Again, the sections above help to point out the hypocrisy of the left and their efforts to go after the Bush administration anyway they can. People like Lawrence O'Donnell Jr., Eleanor Clift, a bunch of Democrats throughout Washington and other parts of the country were out for blood from Rove, Cheney and the rest of the "thugs" in the Bush administration. Are they really ready to apologize now or is it all ok because "Bush lied", soldiers died, and we've had thousands of our troops killed in a war we shouldn't be fighting in to begin with?!
Reply #3 Top
No, the only thing that Libby, Rove and cheney are going to get is silence from the Liberal MSM. However this news is food for a lawsuit alright.  I think Libby's lawyers are preparing a Prosecutorial Misconduct suit against Fitzgerald.  He was a fool to think the truth would never come out as he continued a witch hunt for years after he knew the truth.
Reply #4 Top
The funny/sad thing is that the left & the media continue to cling desperately to the "revenge/undermine" theory. Newsweek's language in their current-issue Armitage article presents the revenge argument flatly as accepted fact, while acknowledging that Armitage was the source of the leak, which was apparently unintential.
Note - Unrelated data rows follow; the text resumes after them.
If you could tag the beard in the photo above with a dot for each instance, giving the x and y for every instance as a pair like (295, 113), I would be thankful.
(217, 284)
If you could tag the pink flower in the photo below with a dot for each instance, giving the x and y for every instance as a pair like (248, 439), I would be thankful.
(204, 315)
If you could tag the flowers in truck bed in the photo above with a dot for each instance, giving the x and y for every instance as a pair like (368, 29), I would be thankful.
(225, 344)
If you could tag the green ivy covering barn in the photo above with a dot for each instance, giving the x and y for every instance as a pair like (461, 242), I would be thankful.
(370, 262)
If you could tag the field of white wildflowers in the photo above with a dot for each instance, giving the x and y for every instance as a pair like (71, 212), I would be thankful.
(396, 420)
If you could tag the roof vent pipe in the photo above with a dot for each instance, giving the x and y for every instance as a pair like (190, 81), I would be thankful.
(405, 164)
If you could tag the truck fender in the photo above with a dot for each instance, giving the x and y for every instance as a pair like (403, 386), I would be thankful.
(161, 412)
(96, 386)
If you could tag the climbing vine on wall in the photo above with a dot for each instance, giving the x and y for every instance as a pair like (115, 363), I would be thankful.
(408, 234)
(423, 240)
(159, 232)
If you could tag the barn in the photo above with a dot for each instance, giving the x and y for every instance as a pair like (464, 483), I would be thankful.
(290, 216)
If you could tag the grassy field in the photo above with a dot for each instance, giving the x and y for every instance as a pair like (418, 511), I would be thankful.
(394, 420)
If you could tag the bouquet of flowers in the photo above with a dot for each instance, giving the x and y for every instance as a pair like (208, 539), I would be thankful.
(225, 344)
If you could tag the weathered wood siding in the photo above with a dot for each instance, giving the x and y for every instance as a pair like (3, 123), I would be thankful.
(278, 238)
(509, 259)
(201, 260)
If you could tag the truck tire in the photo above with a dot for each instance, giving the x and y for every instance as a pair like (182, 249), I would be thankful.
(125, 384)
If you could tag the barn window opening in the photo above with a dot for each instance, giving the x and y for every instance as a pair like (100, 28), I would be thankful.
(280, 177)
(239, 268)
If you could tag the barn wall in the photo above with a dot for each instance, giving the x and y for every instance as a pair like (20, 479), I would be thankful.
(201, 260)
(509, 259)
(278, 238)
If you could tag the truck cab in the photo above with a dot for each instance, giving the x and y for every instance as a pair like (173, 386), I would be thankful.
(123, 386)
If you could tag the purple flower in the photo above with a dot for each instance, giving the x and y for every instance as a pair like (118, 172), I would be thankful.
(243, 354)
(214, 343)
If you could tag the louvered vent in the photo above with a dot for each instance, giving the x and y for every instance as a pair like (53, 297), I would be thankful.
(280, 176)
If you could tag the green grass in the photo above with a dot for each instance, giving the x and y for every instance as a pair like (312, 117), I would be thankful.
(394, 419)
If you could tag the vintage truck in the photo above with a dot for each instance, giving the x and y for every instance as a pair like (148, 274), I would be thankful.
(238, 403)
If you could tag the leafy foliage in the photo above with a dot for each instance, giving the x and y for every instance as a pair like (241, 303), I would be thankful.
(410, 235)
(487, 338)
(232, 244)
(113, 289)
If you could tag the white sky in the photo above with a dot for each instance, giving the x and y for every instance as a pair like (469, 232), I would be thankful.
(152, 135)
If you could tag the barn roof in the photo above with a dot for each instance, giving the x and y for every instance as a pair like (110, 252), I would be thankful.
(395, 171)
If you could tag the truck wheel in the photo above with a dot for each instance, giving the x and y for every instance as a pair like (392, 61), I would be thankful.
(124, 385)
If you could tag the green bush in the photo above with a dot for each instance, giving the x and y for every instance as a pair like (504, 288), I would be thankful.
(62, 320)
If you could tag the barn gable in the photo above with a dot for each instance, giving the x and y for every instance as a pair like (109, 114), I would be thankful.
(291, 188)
That absolutely no facts exist to support the revenge/undermine/"get even" theory troubles them not in the least. That motive was wholely invented by the press but has become a liberal article of faith - that's the story they're gonna go with, come hell or high water.

Just one of the many reasons I'm letting my Newsweek subscription expire this month after more than 30 years. I'm no longer willing to pay good money to read their biased BS.